This topic is about finding safe ways to strengthen abdominal muscles for those with a stoma, while also preventing or limiting peristomal hernias. A peristomal hernia is a common concern for people with a stoma, and it can cause discomfort and complications. The person inquiring is looking for advice on exercises that can help without causing harm.
Here are some helpful insights and advice shared by others:
1. Many healthcare professionals, including physiotherapists and doctors, recommend avoiding conventional or strenuous abdominal exercises. These can potentially worsen or trigger peristomal hernias if not performed under expert guidance.
2. Gentle yoga or stretching classes, particularly those designed for older adults or those that focus on slow movements, can help maintain flexibility and support the core without putting too much strain on the abdomen. These might be a safer option than Pilates unless a professional gives the go-ahead.
3. Engaging or lightly tightening the stomach muscles during everyday activities, such as bending or turning, can help strengthen the core with minimal risk.
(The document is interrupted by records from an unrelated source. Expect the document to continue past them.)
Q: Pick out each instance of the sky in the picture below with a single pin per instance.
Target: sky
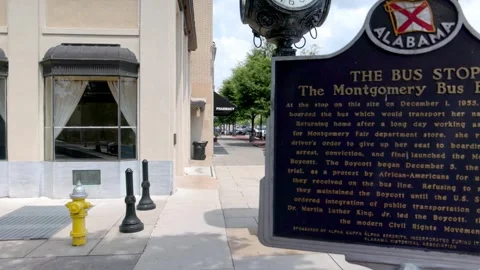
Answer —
(345, 19)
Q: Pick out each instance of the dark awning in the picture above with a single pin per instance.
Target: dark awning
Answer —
(222, 106)
(70, 59)
(3, 64)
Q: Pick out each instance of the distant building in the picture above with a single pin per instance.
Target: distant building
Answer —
(90, 88)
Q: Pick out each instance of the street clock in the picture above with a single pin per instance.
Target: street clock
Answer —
(284, 22)
(294, 4)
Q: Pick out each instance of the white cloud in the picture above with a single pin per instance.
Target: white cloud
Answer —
(346, 18)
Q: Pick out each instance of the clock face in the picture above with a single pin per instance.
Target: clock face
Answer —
(293, 4)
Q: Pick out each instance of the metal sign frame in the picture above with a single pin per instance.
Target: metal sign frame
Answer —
(371, 256)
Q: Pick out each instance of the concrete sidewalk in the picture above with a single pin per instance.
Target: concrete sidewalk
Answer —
(206, 224)
(106, 248)
(195, 229)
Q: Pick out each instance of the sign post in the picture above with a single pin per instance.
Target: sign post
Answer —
(375, 149)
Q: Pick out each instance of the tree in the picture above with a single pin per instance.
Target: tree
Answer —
(250, 83)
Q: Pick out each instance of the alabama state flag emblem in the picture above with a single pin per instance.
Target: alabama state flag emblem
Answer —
(410, 16)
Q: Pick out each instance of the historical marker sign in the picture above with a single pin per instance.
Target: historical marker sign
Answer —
(375, 149)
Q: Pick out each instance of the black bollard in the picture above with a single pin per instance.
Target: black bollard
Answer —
(146, 203)
(131, 223)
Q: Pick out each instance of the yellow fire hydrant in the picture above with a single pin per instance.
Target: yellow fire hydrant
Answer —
(78, 211)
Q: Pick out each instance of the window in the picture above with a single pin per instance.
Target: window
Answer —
(90, 118)
(3, 118)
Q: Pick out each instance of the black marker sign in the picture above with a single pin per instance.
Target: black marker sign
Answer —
(379, 146)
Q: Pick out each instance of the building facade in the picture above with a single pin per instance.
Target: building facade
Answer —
(202, 79)
(90, 88)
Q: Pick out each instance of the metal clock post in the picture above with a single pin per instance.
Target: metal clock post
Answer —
(284, 22)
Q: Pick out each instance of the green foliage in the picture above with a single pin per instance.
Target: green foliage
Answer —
(249, 85)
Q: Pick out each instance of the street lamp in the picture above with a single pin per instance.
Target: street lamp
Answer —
(284, 22)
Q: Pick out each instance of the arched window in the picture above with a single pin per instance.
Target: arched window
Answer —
(90, 102)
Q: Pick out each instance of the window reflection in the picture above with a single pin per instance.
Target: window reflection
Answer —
(86, 118)
(3, 119)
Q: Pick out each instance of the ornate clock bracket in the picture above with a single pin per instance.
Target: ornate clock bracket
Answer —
(283, 27)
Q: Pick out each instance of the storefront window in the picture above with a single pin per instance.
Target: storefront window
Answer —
(3, 119)
(91, 118)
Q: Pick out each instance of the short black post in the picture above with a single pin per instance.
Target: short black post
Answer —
(146, 203)
(131, 223)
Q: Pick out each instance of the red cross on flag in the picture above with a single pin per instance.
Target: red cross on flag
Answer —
(410, 16)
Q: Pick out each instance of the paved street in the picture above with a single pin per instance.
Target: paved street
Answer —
(207, 224)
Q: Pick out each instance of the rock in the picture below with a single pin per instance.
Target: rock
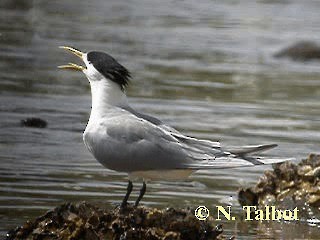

Simple exercises like standing or seated abdominal clenches or holds are also suggested.
4. Wearing support belts during activities that increase intra-abdominal pressure, such as lifting, gardening, hiking, swimming in rough waters, or doing heavy housework, can help reduce the risk or progression of hernias.
5. A floor exercise that is sometimes recommended involves lying on your back and raising your feet a few inches off the ground. However, this can still be too demanding for some, and it's important to stop immediately if any discomfort or bulging occurs.
6. If a peristomal hernia becomes significant, lifestyle changes like avoiding heavy lifting or considering surgical options, such as intraperitoneal stainless-steel mesh reinforcement or relocating the stoma, might be necessary. At this stage, building new abdominal strength may not be feasible according to some doctors.